LPL Holdings incurred costs of approximately $ 38 million as a result of the senior note offering and the amendment of the credit agreement, of which approximately $ 12 million is expected to be capitalized and amortized over the term of the debt. . The Company expects approximately $ 25 million of costs to be expensed in the first quarter of 2021. Due to the Senior Note offering and the 2025 Note redemption, and including related costs , including the costs associated with the modification of the credit agreement, the Company (as defined below) estimates the annual interest cost savings to be approximately $ 13 million at current interest rates.

The amendment to the credit agreement was managed by a group of fourteen bank arrangers led by JPMorgan Chase Bank, NA

This press release does not constitute an offer to sell or the solicitation of an offer to buy the Senior Bonds. The Senior Notes have not been and will not be registered under the Securities Act of 1933 and may not be offered or sold in the United States absent a registration or an applicable exemption from the requirements of the Senior Notes. registration of the Securities Act of 1933. Senior Notes are offered only to persons reasonably suspected of being Qualified Institutional Purchasers under Rule 144A under the Securities Act of 1933 and outside the United States only to non-US investors in accordance with S.

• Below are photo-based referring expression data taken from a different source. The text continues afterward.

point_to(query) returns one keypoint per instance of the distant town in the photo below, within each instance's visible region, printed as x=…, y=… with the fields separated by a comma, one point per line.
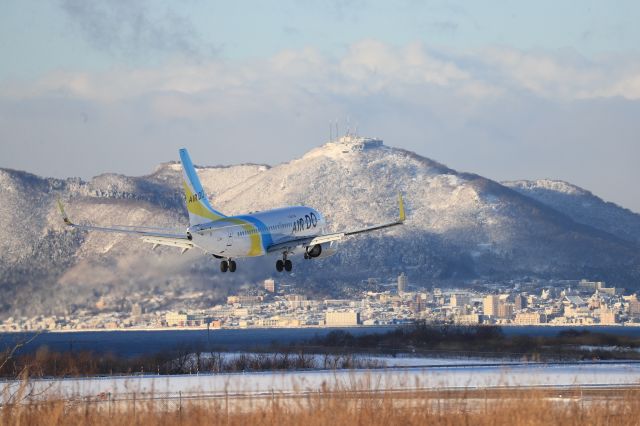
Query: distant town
x=566, y=302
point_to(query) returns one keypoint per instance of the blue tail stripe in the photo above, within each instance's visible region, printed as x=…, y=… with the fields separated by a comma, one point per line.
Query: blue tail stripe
x=188, y=168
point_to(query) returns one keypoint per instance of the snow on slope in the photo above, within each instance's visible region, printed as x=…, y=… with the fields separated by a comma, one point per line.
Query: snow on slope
x=582, y=206
x=459, y=226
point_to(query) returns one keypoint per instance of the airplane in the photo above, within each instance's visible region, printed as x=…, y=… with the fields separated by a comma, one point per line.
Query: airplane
x=284, y=231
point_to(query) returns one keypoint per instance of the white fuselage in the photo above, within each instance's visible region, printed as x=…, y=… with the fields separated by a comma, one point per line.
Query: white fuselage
x=250, y=235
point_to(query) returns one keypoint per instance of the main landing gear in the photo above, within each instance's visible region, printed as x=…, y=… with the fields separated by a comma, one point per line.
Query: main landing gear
x=284, y=264
x=228, y=265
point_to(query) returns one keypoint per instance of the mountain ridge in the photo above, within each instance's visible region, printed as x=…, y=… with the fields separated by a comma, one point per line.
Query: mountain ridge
x=460, y=227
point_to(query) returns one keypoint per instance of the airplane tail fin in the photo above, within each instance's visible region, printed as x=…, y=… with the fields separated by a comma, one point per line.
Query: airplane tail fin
x=200, y=210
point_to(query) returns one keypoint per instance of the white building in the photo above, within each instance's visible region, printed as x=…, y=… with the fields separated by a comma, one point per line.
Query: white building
x=342, y=318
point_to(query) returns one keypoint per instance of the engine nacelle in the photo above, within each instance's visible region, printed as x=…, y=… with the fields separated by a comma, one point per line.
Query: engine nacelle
x=320, y=251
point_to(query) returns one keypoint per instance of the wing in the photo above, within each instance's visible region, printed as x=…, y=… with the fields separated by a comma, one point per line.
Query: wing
x=155, y=236
x=337, y=236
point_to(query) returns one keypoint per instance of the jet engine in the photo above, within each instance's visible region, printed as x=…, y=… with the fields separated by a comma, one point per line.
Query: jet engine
x=320, y=251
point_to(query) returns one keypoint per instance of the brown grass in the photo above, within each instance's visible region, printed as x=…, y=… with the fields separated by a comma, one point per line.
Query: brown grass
x=349, y=407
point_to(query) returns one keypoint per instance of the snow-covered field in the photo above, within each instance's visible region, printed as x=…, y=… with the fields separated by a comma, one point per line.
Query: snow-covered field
x=454, y=376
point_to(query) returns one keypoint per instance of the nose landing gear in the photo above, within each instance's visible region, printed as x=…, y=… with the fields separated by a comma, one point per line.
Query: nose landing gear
x=284, y=264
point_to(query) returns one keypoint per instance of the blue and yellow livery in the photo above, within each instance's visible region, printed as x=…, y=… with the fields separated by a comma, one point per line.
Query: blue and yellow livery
x=282, y=232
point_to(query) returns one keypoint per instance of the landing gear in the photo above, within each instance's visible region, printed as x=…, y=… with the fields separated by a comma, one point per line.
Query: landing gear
x=228, y=265
x=284, y=264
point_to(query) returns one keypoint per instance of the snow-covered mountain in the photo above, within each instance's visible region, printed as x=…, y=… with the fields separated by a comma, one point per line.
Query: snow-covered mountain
x=460, y=226
x=582, y=206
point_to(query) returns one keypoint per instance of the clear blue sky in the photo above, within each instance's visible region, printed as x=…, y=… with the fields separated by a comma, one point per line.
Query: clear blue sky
x=509, y=90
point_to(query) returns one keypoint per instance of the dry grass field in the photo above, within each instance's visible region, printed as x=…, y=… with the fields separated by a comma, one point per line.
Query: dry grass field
x=349, y=407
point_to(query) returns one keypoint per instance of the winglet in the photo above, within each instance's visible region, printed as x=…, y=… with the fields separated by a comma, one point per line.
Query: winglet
x=401, y=205
x=65, y=218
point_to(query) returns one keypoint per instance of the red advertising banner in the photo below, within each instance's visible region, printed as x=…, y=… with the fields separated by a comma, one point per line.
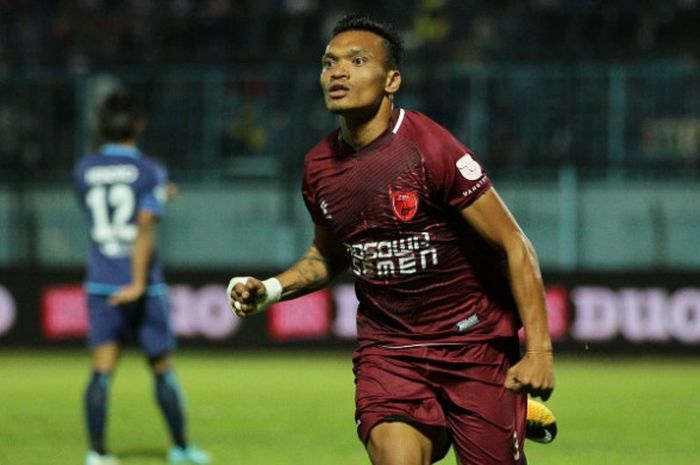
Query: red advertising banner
x=610, y=312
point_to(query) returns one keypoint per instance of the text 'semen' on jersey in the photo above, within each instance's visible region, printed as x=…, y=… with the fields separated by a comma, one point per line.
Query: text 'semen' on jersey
x=423, y=275
x=113, y=186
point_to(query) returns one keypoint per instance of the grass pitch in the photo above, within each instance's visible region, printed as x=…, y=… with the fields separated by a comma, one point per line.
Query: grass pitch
x=297, y=408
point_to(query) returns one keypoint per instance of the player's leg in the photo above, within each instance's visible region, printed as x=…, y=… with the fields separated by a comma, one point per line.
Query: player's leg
x=399, y=418
x=398, y=443
x=158, y=342
x=106, y=324
x=104, y=360
x=486, y=420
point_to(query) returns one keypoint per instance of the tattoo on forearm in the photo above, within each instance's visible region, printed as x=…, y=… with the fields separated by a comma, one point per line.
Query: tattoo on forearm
x=312, y=269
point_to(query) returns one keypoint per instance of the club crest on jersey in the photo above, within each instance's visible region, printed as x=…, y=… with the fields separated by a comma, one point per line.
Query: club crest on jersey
x=404, y=204
x=469, y=168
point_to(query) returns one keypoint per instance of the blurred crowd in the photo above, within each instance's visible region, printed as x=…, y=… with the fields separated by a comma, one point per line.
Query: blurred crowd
x=90, y=33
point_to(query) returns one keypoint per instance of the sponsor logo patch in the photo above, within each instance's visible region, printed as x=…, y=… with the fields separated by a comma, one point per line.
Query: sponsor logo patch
x=469, y=168
x=404, y=204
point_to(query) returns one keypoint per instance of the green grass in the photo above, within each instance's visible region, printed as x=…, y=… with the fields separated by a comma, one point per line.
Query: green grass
x=293, y=409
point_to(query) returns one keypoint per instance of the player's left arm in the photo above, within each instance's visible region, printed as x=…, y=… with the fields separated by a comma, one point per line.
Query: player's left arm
x=141, y=255
x=491, y=218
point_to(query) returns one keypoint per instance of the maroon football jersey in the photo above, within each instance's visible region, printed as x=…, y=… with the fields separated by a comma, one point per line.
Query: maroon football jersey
x=423, y=276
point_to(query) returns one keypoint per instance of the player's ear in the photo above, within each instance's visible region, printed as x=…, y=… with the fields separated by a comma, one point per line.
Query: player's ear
x=393, y=81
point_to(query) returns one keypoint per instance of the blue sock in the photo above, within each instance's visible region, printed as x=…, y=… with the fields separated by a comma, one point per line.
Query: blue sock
x=170, y=402
x=96, y=400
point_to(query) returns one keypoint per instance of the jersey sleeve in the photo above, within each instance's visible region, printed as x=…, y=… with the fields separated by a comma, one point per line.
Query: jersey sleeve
x=315, y=210
x=456, y=172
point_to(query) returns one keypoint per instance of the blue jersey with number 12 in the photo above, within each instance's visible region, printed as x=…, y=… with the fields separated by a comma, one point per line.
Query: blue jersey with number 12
x=113, y=186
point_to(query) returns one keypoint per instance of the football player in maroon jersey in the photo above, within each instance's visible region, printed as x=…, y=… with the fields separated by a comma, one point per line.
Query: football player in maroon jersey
x=444, y=275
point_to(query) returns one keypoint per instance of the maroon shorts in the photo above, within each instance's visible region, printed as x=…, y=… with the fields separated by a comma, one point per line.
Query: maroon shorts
x=454, y=394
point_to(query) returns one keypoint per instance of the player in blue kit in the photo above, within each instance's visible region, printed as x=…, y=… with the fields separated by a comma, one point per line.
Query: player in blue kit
x=123, y=194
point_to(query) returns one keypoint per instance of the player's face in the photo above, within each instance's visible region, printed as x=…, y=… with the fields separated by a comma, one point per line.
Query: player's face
x=353, y=75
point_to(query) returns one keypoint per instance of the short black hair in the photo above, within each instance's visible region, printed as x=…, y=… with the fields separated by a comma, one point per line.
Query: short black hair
x=392, y=39
x=117, y=116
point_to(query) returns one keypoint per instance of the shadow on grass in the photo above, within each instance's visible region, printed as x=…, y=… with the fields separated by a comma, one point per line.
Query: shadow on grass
x=136, y=454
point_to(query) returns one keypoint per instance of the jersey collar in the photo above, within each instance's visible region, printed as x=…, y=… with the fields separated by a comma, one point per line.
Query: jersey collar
x=120, y=150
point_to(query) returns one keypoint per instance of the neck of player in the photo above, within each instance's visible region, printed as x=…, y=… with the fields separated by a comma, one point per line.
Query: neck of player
x=362, y=128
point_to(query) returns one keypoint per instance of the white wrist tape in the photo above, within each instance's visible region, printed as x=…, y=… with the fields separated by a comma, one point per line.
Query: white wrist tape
x=273, y=293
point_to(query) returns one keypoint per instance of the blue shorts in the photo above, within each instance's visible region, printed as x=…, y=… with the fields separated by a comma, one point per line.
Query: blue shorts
x=147, y=320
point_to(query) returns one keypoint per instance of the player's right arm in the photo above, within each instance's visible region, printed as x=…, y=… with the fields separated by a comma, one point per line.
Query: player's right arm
x=325, y=259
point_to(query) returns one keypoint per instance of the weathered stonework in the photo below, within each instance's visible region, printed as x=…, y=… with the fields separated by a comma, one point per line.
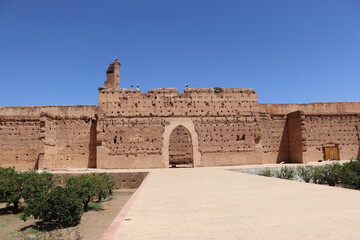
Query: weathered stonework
x=161, y=128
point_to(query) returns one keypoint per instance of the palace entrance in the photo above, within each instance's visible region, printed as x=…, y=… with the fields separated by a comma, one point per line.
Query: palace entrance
x=180, y=148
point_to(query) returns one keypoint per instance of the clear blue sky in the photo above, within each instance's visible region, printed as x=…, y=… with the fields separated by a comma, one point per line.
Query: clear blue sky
x=57, y=52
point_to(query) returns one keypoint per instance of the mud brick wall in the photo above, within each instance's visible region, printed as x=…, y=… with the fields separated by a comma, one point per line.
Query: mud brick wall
x=220, y=135
x=20, y=142
x=128, y=136
x=311, y=108
x=275, y=138
x=296, y=141
x=169, y=103
x=132, y=126
x=69, y=142
x=342, y=129
x=61, y=110
x=180, y=149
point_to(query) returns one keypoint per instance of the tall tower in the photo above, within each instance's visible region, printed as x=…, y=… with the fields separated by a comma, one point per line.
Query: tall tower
x=113, y=75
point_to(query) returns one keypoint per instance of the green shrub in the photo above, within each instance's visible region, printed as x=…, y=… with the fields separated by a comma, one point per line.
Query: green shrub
x=286, y=173
x=266, y=172
x=11, y=186
x=350, y=175
x=37, y=184
x=305, y=172
x=84, y=186
x=318, y=175
x=61, y=206
x=104, y=184
x=16, y=185
x=332, y=173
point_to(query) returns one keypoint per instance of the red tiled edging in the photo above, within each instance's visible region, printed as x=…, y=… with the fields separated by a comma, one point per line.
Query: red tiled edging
x=110, y=232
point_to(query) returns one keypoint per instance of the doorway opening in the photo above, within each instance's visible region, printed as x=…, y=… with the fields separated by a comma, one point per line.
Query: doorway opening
x=180, y=148
x=331, y=151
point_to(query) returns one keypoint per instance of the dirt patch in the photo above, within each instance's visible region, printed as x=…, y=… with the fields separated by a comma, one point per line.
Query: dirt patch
x=92, y=226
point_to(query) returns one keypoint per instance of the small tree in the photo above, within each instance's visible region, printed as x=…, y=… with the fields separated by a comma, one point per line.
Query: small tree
x=84, y=186
x=305, y=172
x=286, y=173
x=61, y=205
x=104, y=184
x=350, y=175
x=267, y=172
x=318, y=175
x=332, y=173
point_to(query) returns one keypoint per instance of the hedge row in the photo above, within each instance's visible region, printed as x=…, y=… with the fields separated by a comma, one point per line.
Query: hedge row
x=44, y=198
x=345, y=175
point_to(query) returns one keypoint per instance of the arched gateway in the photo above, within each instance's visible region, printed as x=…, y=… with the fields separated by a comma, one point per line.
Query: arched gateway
x=180, y=147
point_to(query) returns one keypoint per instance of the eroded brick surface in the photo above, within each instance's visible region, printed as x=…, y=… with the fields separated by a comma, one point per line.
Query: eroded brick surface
x=202, y=126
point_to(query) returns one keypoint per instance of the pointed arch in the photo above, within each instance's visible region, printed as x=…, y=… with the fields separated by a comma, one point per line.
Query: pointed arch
x=180, y=147
x=188, y=124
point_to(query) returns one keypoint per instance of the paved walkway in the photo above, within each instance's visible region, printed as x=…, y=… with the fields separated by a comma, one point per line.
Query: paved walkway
x=213, y=203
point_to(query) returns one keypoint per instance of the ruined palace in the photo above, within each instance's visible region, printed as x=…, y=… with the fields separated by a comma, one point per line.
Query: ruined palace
x=162, y=128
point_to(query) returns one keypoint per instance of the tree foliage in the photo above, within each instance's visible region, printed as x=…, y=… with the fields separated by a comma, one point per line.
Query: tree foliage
x=61, y=206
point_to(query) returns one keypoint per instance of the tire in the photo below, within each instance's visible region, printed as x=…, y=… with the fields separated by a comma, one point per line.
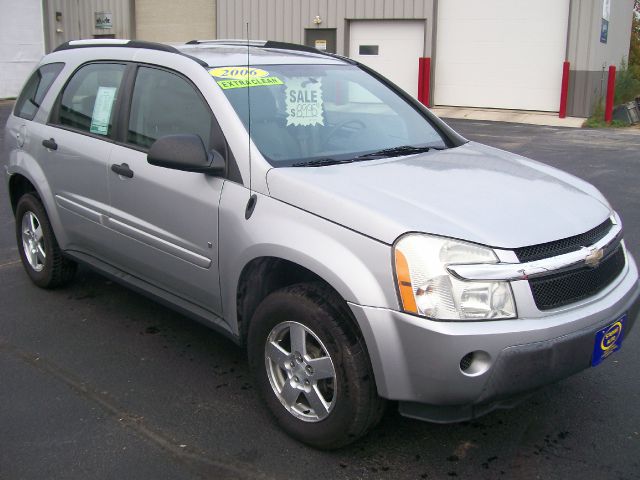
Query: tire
x=39, y=251
x=335, y=402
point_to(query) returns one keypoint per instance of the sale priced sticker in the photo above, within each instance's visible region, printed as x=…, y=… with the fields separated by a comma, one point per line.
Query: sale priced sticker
x=303, y=98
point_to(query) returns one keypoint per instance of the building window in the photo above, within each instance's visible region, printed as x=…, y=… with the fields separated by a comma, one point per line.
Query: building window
x=368, y=50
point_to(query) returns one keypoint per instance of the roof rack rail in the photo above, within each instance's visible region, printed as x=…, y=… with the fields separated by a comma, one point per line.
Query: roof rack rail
x=98, y=42
x=73, y=44
x=271, y=44
x=229, y=41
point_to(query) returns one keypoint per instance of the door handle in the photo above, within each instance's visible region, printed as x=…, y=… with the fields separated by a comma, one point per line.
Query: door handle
x=123, y=170
x=50, y=144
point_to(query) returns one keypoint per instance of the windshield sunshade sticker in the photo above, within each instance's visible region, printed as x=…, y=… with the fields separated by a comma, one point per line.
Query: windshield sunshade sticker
x=252, y=82
x=242, y=77
x=303, y=98
x=238, y=73
x=102, y=110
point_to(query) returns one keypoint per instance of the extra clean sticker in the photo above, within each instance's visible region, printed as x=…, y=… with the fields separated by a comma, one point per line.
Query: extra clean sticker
x=304, y=102
x=102, y=110
x=242, y=77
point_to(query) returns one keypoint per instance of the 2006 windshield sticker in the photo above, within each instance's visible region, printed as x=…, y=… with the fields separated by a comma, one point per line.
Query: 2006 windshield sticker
x=242, y=77
x=303, y=99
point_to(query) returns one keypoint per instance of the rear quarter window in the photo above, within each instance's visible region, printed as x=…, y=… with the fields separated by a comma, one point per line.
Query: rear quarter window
x=35, y=90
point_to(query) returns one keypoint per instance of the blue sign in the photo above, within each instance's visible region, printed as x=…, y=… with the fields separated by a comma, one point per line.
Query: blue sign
x=608, y=340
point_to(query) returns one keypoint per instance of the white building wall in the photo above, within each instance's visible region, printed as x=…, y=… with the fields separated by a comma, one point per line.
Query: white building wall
x=21, y=43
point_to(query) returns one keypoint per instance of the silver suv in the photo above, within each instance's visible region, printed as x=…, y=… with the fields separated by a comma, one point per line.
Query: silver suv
x=307, y=208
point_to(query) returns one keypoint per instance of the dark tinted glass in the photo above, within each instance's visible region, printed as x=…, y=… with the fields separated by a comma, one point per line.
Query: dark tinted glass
x=301, y=113
x=36, y=88
x=166, y=104
x=89, y=97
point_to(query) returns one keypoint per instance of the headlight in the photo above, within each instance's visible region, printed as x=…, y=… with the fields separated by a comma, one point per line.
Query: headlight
x=427, y=288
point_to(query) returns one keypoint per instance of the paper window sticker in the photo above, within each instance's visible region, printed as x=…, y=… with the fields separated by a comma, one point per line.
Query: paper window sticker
x=252, y=82
x=102, y=110
x=238, y=73
x=303, y=99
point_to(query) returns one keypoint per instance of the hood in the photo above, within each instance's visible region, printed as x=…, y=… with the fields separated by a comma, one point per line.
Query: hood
x=472, y=192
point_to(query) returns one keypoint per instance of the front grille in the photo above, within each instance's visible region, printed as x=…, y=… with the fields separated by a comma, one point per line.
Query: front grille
x=563, y=288
x=566, y=245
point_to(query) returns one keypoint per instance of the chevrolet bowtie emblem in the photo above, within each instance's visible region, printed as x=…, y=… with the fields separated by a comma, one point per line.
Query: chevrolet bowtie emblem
x=595, y=256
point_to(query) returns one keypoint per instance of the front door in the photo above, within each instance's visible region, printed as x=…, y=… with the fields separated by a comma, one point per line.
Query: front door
x=166, y=220
x=78, y=142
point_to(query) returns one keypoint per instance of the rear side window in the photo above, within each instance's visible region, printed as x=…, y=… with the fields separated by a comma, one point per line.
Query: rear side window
x=164, y=103
x=35, y=90
x=88, y=100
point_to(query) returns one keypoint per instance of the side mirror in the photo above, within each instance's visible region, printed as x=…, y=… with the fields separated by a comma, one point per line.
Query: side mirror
x=185, y=152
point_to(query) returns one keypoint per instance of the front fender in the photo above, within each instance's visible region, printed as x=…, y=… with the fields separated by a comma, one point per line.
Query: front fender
x=357, y=267
x=21, y=162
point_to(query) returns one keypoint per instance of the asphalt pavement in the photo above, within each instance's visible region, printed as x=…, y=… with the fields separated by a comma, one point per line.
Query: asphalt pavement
x=99, y=382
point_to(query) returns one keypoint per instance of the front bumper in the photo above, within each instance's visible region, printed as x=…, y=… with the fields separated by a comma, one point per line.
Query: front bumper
x=417, y=361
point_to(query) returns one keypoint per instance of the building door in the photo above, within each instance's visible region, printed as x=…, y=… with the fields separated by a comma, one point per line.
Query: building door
x=323, y=39
x=500, y=54
x=391, y=47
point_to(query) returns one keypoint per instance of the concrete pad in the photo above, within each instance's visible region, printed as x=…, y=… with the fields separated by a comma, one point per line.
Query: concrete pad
x=511, y=116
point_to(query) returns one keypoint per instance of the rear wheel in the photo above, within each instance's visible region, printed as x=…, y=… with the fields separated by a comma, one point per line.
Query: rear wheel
x=39, y=251
x=312, y=367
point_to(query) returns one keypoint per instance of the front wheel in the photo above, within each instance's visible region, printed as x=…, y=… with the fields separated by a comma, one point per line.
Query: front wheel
x=39, y=251
x=312, y=367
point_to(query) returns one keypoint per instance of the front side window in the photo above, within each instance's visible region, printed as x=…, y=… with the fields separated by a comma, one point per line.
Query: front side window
x=164, y=103
x=88, y=100
x=35, y=90
x=318, y=114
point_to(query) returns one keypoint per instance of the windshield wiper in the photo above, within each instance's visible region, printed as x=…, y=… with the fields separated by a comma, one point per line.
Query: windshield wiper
x=387, y=152
x=323, y=162
x=399, y=151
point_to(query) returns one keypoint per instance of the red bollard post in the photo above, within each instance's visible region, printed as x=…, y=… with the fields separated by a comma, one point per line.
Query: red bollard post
x=611, y=88
x=424, y=80
x=420, y=79
x=564, y=90
x=426, y=84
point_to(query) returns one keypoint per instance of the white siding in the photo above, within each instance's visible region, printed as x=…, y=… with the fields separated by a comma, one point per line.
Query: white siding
x=285, y=20
x=501, y=53
x=21, y=43
x=400, y=45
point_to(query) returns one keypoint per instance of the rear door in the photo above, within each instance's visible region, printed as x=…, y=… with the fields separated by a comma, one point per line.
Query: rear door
x=77, y=145
x=166, y=220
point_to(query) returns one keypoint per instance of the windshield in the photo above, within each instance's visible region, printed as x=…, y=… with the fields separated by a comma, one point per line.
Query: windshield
x=314, y=115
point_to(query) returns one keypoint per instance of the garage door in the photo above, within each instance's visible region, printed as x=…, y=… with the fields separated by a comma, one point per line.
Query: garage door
x=391, y=47
x=500, y=53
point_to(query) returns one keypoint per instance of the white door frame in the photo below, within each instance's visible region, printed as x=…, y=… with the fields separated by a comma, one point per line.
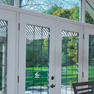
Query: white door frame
x=39, y=21
x=69, y=27
x=11, y=43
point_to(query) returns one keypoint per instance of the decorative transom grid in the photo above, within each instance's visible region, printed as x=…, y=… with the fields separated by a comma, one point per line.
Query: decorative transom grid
x=69, y=72
x=36, y=32
x=68, y=34
x=37, y=59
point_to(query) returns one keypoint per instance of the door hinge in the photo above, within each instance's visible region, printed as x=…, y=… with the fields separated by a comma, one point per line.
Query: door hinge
x=18, y=26
x=17, y=79
x=83, y=36
x=82, y=74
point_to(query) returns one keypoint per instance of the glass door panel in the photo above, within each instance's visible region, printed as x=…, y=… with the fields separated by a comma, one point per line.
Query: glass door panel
x=69, y=70
x=37, y=59
x=37, y=55
x=91, y=58
x=3, y=56
x=7, y=52
x=88, y=54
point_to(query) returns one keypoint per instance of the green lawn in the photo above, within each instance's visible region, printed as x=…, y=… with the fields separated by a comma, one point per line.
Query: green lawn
x=69, y=76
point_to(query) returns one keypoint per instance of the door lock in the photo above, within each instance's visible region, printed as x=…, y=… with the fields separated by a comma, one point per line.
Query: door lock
x=52, y=78
x=52, y=86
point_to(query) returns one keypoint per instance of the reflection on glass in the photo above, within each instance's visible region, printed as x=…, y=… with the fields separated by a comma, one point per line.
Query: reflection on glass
x=91, y=58
x=62, y=8
x=69, y=70
x=89, y=13
x=37, y=59
x=3, y=55
x=8, y=2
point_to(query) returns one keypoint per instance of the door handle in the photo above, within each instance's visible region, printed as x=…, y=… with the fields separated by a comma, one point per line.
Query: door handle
x=52, y=86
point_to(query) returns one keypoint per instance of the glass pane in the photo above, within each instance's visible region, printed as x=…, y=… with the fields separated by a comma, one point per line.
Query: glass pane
x=37, y=59
x=8, y=2
x=69, y=70
x=62, y=8
x=3, y=55
x=91, y=58
x=89, y=12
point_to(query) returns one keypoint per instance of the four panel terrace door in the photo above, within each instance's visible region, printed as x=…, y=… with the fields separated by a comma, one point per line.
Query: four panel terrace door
x=50, y=55
x=7, y=52
x=45, y=56
x=36, y=55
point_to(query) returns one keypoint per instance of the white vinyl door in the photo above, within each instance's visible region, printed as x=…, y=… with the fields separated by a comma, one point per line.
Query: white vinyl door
x=36, y=55
x=69, y=50
x=88, y=63
x=7, y=52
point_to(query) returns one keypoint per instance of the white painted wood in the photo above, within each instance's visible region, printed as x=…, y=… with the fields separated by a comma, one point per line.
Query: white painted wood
x=87, y=31
x=73, y=28
x=28, y=19
x=82, y=11
x=11, y=77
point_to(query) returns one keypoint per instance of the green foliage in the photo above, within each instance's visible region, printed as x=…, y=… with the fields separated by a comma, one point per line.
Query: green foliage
x=66, y=13
x=7, y=1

Forward-looking statements
Statements in this press release regarding future amortization by LPL Holdings of debt issuance costs and interest expense savings, as well as any other statements that are not related to current facts or current conditions or which are not purely historical, constitute forward-looking statements. These forward-looking statements are based on the historical performance of the Company and its plans, estimates and expectations as of the date hereof. The words “expects”, “intention” and similar expressions are intended to identify forward-looking statements, although not all forward-looking statements contain these identifying words. Forward-looking statements do not guarantee that future results, plans, intentions or expectations expressed or implied will be achieved. Matters subject to forward-looking statements involve known and unknown risks and uncertainties, including economic, legislative, regulatory, competitive and other factors, which may cause actual results or the timing of events to be materially different. those expressed or implied by forward-looking statements. Important factors that could cause or contribute to such differences include: differences between the costs of issuing debt securities that we expect to incur and the costs that we actually incur, and potential changes in applicable accounting standards. The forward-looking statements contained in this press release should be evaluated together with the risks and uncertainties that affect the business of LPL Financial Holdings Inc. (together with its subsidiaries, the “Company”), including the risk factors set out in Section I, “Article 1A. Risk Factors ”in the Company’s 2020 Annual Report on Form 10-K, as may be amended or updated in the Company’s Quarterly Reports on Form 10-Q or other documents filed with of the Securities and Exchange Commission. Except as required by law, the Company specifically disclaims any obligation to update any forward-looking statements as a result of developments occurring after the date of this press release, even if its estimates change, and you should not rely on any statements contained herein as representing the views of the Company as of any date subsequent to the date of this press release.

About LPL Financière
LPL Financial (https://www.lpl.com) is a market leader in retail financial advice, the country’s largest independent broker / trader (+) and a leading custodian (or custodian) of AIR. We serve independent financial advisors and financial institutions, providing them with the technology, research, clearing and compliance services, and practice management programs they need to create and develop successful practices. LPL enables them to provide objective advice to millions of American families seeking wealth management, retirement planning, financial planning and asset management solutions.

+ Based on total revenues, Financial Planning magazine June 1996-2020.

Securities and advisory services offered by LPL Financial LLC, a registered investment advisor. FINRA / SIPC member.